今年もやってきました恐怖映画の季節。
恐怖映画より怖い猛暑を避けてお家で怖い映画を鑑賞しましょう。
というわけで今回は涼しい部屋でこの映画を鑑賞しました。
『ヴァチカンのエクソシスト』“The Pope’s Exorcist”
「エクソシスト」は「悪魔祓い師」という意味だと小学校の頃に叩き込まれた世代です。悪魔を払ってくれるいい人なんですが恐怖映画で覚えた言葉だもんだから「エクソシスト」って聞くだけでもう怖い。そんな世代。
原題の “The Pope’s Exorcist” は「教皇のエクソシスト」という意味だそうです。
いきなりガブリエーレ・アモルト神父(ラッセル・クロウ)の悪魔祓いのシーンから始まります。それは必要な許可を得ないで行われたもので、後に偉い人たちにそれを非難されます。しかしアモルト神父は「あれは一時的な精神疾患で悪魔憑きではなかった」と言い逃れます。
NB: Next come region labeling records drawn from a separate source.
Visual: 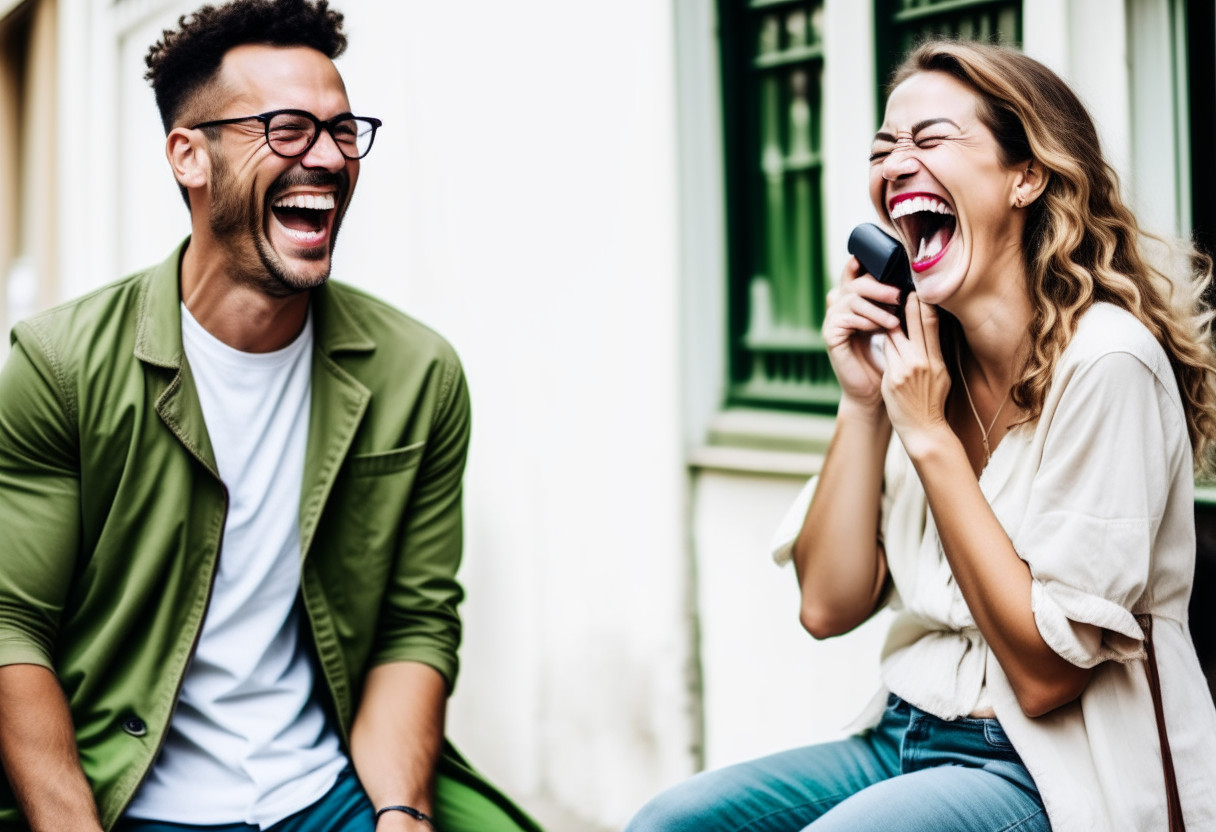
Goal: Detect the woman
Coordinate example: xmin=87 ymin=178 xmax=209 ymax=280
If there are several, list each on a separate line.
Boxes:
xmin=630 ymin=41 xmax=1216 ymax=832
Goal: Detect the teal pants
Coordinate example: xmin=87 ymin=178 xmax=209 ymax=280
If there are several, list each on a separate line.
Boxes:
xmin=114 ymin=744 xmax=541 ymax=832
xmin=625 ymin=697 xmax=1051 ymax=832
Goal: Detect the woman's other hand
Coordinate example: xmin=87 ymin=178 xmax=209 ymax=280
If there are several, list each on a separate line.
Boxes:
xmin=882 ymin=292 xmax=955 ymax=461
xmin=823 ymin=257 xmax=900 ymax=410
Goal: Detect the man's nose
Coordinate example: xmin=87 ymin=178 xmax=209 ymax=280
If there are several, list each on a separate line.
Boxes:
xmin=300 ymin=130 xmax=347 ymax=173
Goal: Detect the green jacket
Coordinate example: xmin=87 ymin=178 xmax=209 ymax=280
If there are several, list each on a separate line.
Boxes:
xmin=0 ymin=241 xmax=469 ymax=828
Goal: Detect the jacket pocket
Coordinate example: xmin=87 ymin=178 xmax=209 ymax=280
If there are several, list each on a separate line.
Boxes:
xmin=350 ymin=439 xmax=427 ymax=477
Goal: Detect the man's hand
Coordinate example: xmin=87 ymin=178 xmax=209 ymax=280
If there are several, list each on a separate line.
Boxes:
xmin=0 ymin=664 xmax=101 ymax=832
xmin=350 ymin=662 xmax=447 ymax=832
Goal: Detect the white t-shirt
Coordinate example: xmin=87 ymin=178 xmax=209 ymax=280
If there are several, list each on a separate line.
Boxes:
xmin=126 ymin=304 xmax=347 ymax=828
xmin=773 ymin=303 xmax=1216 ymax=832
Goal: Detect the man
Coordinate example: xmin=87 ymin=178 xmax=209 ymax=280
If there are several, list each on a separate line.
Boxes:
xmin=0 ymin=0 xmax=536 ymax=832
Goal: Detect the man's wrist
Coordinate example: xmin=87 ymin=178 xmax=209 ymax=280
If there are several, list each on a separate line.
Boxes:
xmin=376 ymin=803 xmax=435 ymax=832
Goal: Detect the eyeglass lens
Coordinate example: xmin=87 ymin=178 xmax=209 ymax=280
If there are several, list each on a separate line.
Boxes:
xmin=266 ymin=113 xmax=376 ymax=159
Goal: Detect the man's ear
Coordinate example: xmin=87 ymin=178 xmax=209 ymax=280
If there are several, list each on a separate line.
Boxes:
xmin=164 ymin=128 xmax=212 ymax=201
xmin=1013 ymin=159 xmax=1051 ymax=208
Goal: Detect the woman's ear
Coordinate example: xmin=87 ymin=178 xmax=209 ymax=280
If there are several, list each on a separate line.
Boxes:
xmin=1013 ymin=159 xmax=1051 ymax=208
xmin=164 ymin=128 xmax=212 ymax=206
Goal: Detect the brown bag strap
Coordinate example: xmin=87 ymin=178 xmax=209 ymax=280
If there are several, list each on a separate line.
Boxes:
xmin=1136 ymin=613 xmax=1187 ymax=832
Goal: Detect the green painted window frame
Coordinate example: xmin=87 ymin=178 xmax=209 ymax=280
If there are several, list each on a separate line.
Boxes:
xmin=874 ymin=0 xmax=1021 ymax=110
xmin=719 ymin=0 xmax=840 ymax=412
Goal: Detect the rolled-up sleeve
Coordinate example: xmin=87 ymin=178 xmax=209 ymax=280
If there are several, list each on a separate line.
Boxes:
xmin=769 ymin=474 xmax=820 ymax=566
xmin=0 ymin=325 xmax=80 ymax=669
xmin=372 ymin=356 xmax=471 ymax=691
xmin=1017 ymin=353 xmax=1187 ymax=668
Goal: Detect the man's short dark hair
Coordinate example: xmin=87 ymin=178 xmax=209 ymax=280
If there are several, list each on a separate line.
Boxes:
xmin=143 ymin=0 xmax=347 ymax=134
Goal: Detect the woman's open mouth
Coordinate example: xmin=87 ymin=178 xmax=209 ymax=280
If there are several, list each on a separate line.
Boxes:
xmin=891 ymin=193 xmax=956 ymax=272
xmin=271 ymin=192 xmax=337 ymax=248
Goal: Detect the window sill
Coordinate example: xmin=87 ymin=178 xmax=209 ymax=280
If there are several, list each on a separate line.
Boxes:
xmin=688 ymin=407 xmax=835 ymax=477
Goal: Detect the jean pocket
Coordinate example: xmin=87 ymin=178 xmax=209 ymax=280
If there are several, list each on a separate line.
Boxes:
xmin=984 ymin=719 xmax=1013 ymax=751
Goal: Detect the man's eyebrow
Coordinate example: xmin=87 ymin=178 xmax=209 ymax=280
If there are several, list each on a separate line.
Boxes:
xmin=874 ymin=118 xmax=962 ymax=145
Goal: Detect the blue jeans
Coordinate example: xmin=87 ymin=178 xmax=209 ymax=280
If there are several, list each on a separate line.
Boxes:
xmin=625 ymin=696 xmax=1051 ymax=832
xmin=114 ymin=768 xmax=376 ymax=832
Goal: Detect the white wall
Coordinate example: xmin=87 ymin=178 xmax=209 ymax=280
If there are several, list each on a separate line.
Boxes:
xmin=336 ymin=0 xmax=693 ymax=825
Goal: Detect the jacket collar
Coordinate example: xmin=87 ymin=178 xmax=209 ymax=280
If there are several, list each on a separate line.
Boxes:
xmin=135 ymin=237 xmax=376 ymax=486
xmin=135 ymin=237 xmax=376 ymax=370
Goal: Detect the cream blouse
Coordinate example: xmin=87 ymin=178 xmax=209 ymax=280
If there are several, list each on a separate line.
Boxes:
xmin=773 ymin=304 xmax=1216 ymax=832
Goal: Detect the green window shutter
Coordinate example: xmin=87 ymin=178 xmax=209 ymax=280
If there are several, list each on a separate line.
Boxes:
xmin=874 ymin=0 xmax=1021 ymax=111
xmin=720 ymin=0 xmax=840 ymax=411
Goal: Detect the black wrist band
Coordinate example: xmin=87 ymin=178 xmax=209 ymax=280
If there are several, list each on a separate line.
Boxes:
xmin=376 ymin=806 xmax=435 ymax=828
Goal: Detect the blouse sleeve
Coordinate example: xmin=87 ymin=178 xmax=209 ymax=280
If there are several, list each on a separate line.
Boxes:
xmin=1017 ymin=353 xmax=1189 ymax=668
xmin=770 ymin=474 xmax=820 ymax=566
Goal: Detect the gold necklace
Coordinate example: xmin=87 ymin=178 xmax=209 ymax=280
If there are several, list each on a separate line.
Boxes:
xmin=955 ymin=349 xmax=1013 ymax=466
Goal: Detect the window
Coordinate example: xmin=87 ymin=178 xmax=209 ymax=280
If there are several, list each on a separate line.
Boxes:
xmin=720 ymin=0 xmax=840 ymax=410
xmin=874 ymin=0 xmax=1021 ymax=107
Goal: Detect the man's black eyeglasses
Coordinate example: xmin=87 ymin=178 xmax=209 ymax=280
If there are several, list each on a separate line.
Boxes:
xmin=190 ymin=109 xmax=383 ymax=159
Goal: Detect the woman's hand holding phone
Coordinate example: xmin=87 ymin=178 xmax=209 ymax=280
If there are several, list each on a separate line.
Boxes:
xmin=823 ymin=257 xmax=903 ymax=411
xmin=879 ymin=293 xmax=957 ymax=460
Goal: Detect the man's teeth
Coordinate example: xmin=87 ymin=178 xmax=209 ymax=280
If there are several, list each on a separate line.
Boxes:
xmin=280 ymin=225 xmax=325 ymax=242
xmin=275 ymin=193 xmax=334 ymax=210
xmin=891 ymin=197 xmax=955 ymax=219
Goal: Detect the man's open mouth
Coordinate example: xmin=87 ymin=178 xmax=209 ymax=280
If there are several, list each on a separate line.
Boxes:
xmin=891 ymin=193 xmax=956 ymax=271
xmin=271 ymin=192 xmax=337 ymax=246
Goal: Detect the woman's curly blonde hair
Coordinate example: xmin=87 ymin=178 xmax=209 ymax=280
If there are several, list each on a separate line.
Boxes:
xmin=889 ymin=40 xmax=1216 ymax=476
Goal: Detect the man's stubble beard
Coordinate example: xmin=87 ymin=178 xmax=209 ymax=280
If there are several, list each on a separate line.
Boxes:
xmin=208 ymin=151 xmax=350 ymax=298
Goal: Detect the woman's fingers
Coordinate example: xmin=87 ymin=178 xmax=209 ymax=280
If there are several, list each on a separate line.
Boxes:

そんななので偉い人たちから煙たがられて、足も引っ張られているようですが、教皇直属のアモルト神父は「文句があるならボスに言え」と意に介していません。
アモルト神父は気難しい人物ではなく、快活で明るく、現実的でとても好感の持てる人物として描かれているので、彼を煙たがっている偉い人たちは小狡い小人物に見えてきます。
そんなシーンと並行してある家族(母、姉、弟)がスペインの古い修道院に引っ越してくるシーンが描かれます。いかにも何か起きそうな建物です。
ホラーのジャンルに「家族が引っ越したらなんか起きる家だったもの」がありますが、これもそのひとつということですね。
もちろんこちらは本当の悪魔憑きで、じわじわ怪現象が繰り返され、弟がどんどんおかしくなっていきます。
その少年の話は教皇の知るところとなり、アモルト神父を呼び出しこう言います。
「ガブリエーレ、スペインへ行け、その少年を救うのだ」(日本語吹き替えのセリフより 以下同)
なかなかカッコいいシーンです。
教皇はこうも言います。
「だが気をつけよ。この悪魔は実に邪悪そうだ」
事前に調査を初めていた教皇はこの修道院が相当ヤバいところだと気づいていたのです。
なんかこう、期待がどんどん盛り上がってきます。
アモルト神父は問題の修道院へ急行します。白と赤の可愛いカラーリングのスクーターで。危ないところへ向かうシーンで、不穏な音楽が流れていますが、スクーターはなんか可愛い。気になったので調べたらイタリア製のランブレッタというスクーターだそうです。

主人公のガブリエーレ・アモルト神父は実在の人物で、教皇直属のチーフ・エクソシスト。その回顧録『エクソシストは語る』を映画化したのがこの映画ということです。Amazonで著書を検索したら絶版で、古書がかなりの価格で出品されていました。
映画でも触れられている精神疾患と悪魔憑きの判別についても書かれているそうで興味がありますが、高価すぎて「興味がある」程度では手が出ません。
実話を元にしているからでしょうか、悪魔祓いも手順を踏んでじわじわ積み重ねるように進んでいきます。
重厚で良いのですが、ちょっと地味なのかなと思っていたら終盤スケールの大きなことになってきます。時々ヴァチカンで調査を続けている教皇の姿も映されて、アモルト神父がとんでもない相手と戦っていることがわかってきます。
悪魔は人の弱いところにつけ込んで攻撃してきますが、アモルト神父がこんなことを言います。
“心の傷は悪魔にとって入り口になる”
自分や家族が悪魔に取り憑かれたらどうしようと心配している人は覚えておきましょう。
健全に、悪を為さず、欲に囚われずに生きるのが良いでしょう。
頼れるエクソシスト、ガブリエーレ・アモルト神父はすでに故人なので(2016年死去)、自分の身は自分で守りましょう。
そうそう、「悪魔は冗談が嫌いだ」とも言ってましたアモルト神父。短いジョークを覚えておいて、悪魔の気配がしたら連呼しましょうね。
色々考えるところもあるとても面白い映画でした。